If the EOS M5 has been released two years ago, the same year that saw the arrival of products like the Sony a6000 or Fuji X-T1, I would be more excited. Today’s announcement tells me that Canon wants to play a little more seriously but in all honesty, the EOS M5 looks like yet another mirrorless camera with a viewfinder and a few interesting specifications. But let’s give it the benefit of the doubt before coming to any concrete conclusions …
The EOS M5 has a more user-friendly design in comparison to its predecessor. The more prominent grip, the SLR-esque design and the viewfinder make the camera more appealing to enthusiasts and advanced users. It weighs around 427g (body only) and naturally, it takes its place at the top of the EOS M pyramid.
The viewfinder is a 0.39-inch type with 2.36 million dots, a 120fps refresh rate and a 22mm eyepoint. Canon hasn’t revealed the magnification value nor the maximum refresh rate.
The LCD monitor is a little bit larger than usual (3.2″) with an excellent resolution of 1,620k dots. It has touch capabilities including the Touch and Drag AF fuction that allows you to change your focus point while composing with the EVF. The touch screen remains active during video recording so you can change the AF point. It can be tilted up 85° and down 180° for self portraits.
As for the ease of use, the EOS M5 offers more manual controls and 4 customizable buttons. We can appreciate the exposure compensation dial in addition to the two main exposures dials and the Custom modes on the main shooting mode dial.
Inside we find the same chip of the Canon 80D: a 24.2 MP APS-C CMOS sensor with a low-pass filter. The camera uses the DIGIC 7 image processor and has a sensitivity range of 100 to 25600 ISO. It shoot 14 bit RAW files.
One of the most exciting specifications of the EOS M5 is without a doubt the Dual Pixel CMOS AF.

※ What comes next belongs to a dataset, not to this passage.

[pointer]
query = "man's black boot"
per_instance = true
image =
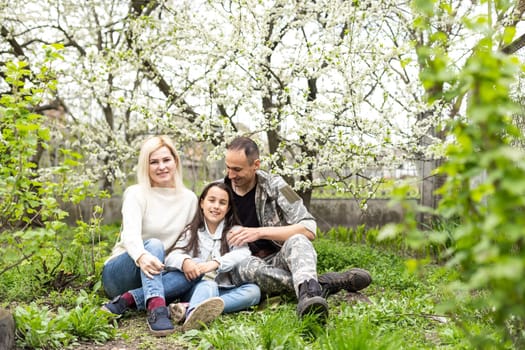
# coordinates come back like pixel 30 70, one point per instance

Canon’s advanced phase detection system has been referred to as one of, if not the best AF system of its kind and is effective not only for stills but also for video. (Canon employs it in its Cinema series of camcorders as well as some DSLRs including the 80D and the recent 5D mark IV.) The camera uses the 24 million phase-difference sensors (present on over 80% of the entire sensor surface) to quickly and smoothly lock onto the subject. The AF area includes 49 points and there is also an AF Zone with 9 points available. You also get Face detection + Tracking using the touch screen. For manual focus, you get peaking and magnification assists.
The EOS M5 can shoot up to 7fps with continuous AF and 9fps with the AF locked on the first frame. The shutter mechanism has a fastest maximum speed of 1/4000s. There is no mention of an electronic shutter which means no silent mode or extended shutter speeds. The camera has an Easy Panning mode where it automatically selects the optimal shutter speed by analyzing the camera’s panning speed and how fast the subject is.
Concerning video, the camera can shoot in Full HD up to 60fps in MP4 format with a max. sensitivity of ISO 6400. Canon talks about a 5-axis stabilization system for video but the name is a little misleading: basically the camera combines software stabilization and the optical stabilization of select lenses (the EF-M 18–150mm f/3.5–6.3 IS STM and the EF-M 15–45mm f/3.5–6.3 IS STM, a lens firmware update will be required). With a non-compatible lens, digital stabilisation is still available.
Finally, the EOS M5 is packed with wireless options: you can use WiFi, NFC and Bluetooth. The last option is the most interesting because of the low-energy Bluetooth® Smart feature that allows you to maintain a constant connection between the camera and mobile device for remote control purposes (similar to what you could do with some Samsung cameras) without sacrifying the operability of the camera itself.
The battery life is good for 295 shots and 420 shots with the ECO Mode enabled.
Along with the camera, Canon also introduced the EF-M 18-150mm f/3.5-6.3 IS STM all-purpose zoom lens (29–240mm equivalent). It has a compact and lightweight design and optical stabilisation with up to 4 stops of compensation. There are now 7 lenses with the native EF-M mount.
The EOS M5 has some interesting specifications. The Dual Pixel CMOS AF system should be able to compete with the AF systems of the a6300 or Fujifilm X-T2 which makes the camera very interesting for action photography. The touch screen seems large with lots of resolution and it’s nice to finally see an EOS M camera with a built-in viewfinder. However the system is far from the most appealing on the mirrorless market: the video department still lags behind the competition (even Fujifilm has started to implement 4K) and the lens selection is not the best. Yes, there are 7 of them but only one fast prime and lots of slow and non-constant aperture zoom lenses. The M5 is a nice upgrade but Canon doesn’t seem interested in overtaking its competitors for the time being. But as with every camera, a conclusion can only be drawn after a thorough test.
The EOS M5 will be available in November 2016 for the estimated retail price of $980 body only, $1100 with the EF-M 15-45mm/F3.5-6.3 zoom kit lens and $1480 with the new EF-M 18-150mm f/3.5-6.3 IS STM. The 18-150mm is also sold separately at $500.